I used to think that what ever happened in my life, no matter good or bad, were
doomed to happen. It’s kind of like destiny. I had faith in it. I believed
there should be something,though invisible, that resulted in my born in the first place,and then my grown up.
Several years ago, after I finished my junior high school study, I was arranged
to study in a secondary medical school by my parents, due to financial problem.
With the limited salary they earned, my parents just can’t afford to have two children further study in the meantime. So they chose me.
So instead of entering in high school, and then university like my sister, Istudied in the secondary medical school for four years. When I graduated, I was
seventeen years old. And that was 1998. Depending on some back-door relation, my
father settled me in a medicine institution at our county, where, as a clerk, I
worked till 2001.
Looking back on the period, I often failed to understand what made me so insistent in study, if not due to destiny. Instead hanging out with my then colleagues,
I chose to study per night in the little house I rent. Even during the school break when my sister came back and asked me, I failed to give a precise answer. I
just knew I must do it and make a change.
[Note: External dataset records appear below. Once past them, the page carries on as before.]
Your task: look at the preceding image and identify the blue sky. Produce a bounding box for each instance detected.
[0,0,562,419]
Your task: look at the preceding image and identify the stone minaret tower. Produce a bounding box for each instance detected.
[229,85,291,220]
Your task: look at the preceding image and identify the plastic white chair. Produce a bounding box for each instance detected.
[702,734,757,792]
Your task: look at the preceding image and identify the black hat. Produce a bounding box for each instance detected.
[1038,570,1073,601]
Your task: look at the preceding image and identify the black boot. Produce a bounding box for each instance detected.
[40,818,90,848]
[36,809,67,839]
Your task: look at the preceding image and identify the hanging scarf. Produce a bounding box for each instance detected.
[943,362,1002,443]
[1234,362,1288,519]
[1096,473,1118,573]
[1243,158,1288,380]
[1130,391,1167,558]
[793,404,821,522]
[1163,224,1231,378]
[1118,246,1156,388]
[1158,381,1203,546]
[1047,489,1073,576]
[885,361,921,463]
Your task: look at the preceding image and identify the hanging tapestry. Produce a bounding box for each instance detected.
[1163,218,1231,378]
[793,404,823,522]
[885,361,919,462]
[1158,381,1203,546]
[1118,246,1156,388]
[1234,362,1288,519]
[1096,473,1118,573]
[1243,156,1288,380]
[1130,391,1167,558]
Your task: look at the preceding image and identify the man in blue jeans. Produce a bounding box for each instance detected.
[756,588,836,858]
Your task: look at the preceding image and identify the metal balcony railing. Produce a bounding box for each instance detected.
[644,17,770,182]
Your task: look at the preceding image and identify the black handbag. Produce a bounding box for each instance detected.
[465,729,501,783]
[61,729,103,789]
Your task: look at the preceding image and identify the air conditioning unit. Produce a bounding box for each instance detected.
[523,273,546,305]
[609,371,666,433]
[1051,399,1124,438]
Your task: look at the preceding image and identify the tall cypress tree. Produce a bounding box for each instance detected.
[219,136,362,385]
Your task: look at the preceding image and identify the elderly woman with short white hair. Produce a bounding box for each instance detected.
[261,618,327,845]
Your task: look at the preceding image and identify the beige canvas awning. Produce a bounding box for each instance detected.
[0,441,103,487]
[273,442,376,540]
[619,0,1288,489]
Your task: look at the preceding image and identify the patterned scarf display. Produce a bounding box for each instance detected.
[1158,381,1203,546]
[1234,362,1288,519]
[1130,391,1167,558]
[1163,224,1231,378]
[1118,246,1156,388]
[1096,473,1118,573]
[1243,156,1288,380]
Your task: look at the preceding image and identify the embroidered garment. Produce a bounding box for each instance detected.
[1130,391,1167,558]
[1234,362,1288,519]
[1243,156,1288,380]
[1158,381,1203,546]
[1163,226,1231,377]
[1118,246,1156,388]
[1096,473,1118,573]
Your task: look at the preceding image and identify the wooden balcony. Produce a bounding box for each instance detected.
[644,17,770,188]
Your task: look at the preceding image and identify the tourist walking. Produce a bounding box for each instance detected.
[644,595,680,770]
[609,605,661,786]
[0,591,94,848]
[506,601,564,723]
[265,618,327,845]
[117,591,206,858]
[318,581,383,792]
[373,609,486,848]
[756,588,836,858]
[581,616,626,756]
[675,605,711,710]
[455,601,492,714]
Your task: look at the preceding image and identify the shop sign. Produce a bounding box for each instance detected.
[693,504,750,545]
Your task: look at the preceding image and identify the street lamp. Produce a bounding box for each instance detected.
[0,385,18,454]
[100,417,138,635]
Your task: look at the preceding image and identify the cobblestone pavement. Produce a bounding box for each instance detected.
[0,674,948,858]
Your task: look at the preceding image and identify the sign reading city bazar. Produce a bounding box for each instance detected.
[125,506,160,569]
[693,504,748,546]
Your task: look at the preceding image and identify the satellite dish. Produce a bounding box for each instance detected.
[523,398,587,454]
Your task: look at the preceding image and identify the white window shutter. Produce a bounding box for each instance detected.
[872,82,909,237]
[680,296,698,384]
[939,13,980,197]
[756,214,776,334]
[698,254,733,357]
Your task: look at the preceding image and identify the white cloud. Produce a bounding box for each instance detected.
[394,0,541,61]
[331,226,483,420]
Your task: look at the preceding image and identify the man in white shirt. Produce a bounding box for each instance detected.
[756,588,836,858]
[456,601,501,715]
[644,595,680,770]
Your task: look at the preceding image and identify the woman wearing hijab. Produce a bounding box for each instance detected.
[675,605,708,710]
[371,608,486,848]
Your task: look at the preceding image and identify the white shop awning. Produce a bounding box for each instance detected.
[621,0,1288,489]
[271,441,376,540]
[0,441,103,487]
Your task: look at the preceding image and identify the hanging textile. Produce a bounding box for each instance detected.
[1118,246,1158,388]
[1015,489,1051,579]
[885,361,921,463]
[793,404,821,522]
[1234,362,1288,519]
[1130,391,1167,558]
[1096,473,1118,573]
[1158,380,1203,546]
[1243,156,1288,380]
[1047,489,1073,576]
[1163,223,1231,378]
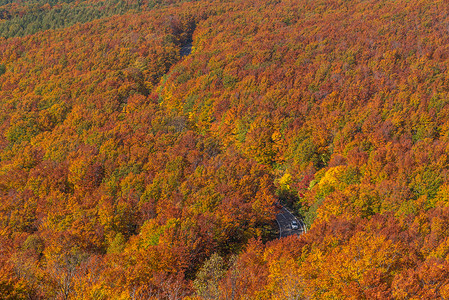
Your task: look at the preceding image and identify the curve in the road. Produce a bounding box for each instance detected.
[276,207,307,238]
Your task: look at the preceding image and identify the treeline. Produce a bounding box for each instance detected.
[0,0,449,299]
[0,0,188,38]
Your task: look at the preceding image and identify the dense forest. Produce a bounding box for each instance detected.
[0,0,449,300]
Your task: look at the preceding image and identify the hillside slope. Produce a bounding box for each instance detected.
[0,0,449,299]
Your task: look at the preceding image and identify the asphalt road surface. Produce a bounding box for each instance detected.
[276,207,306,238]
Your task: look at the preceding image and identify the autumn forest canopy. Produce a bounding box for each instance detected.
[0,0,449,300]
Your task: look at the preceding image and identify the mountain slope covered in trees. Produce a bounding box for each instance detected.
[0,0,449,299]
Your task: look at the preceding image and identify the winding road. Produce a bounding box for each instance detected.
[276,207,307,238]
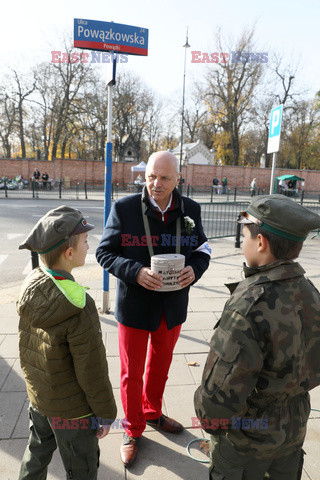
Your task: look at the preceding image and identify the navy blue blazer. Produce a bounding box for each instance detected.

And then in 2001, my work finally began to pay off. In May of the year, I took part in the Entrance Examination, which belongs to the field of Adult Education.
I was enrolled by the university I study in now. Then I realized why I had spared no efforts to study during the last three years. It’s for this very day.
When my parents heard the news, they didn’t approve it at the beginning,how-ever. My father thought it was silly to give up a stable job with a not bad salary,
for studying for another four years with a gloomy future. What the hell do you
want to do? My father yelled at me. Fortunately, my grandfather was on my side,
and he persuaded my father to my decision finally.
Now another three years ticked away. The nearly four-year-study over the campus
changed me a lot, surely toward good aspects. Also,my parents had long since felt relieved, because my grade in the school assured them there was no need to worry about my future any longer.
Then how about me myself? I don’t know why now I cease to believe in destiny. Out of the accumulation of my knowledge, or of the later life I had experienced?
I have no any clue. But one thing is for sure, that is my life, in most of the part, depends on how I myself,rather than anyone or anything else, look at it andwant it to be.
I would have chosen to loaf around all the day long several years before, if I had not followed my inner, strong longing for a change. And I'd indulge myself in
complaining my parents’then decision, blame anyone else but myself, if I had not chosen to look forward the bright aspect of these happenings.
Some to remember, some to forget. This is what I came across the other day. So plain, but so valuable and precise. In the course of our transient life, it’s inevitable that we bump into something that we’d rather avoid from.
Then what should we react to it? To try the utmost to maximize (remember) the good facets and minimize (forget) the bad ones, or choose to make complaints by saying “Only if I hadn’t run into it….?”Life is largely reliable on what we see it, hence, I believe the answer is self-evident.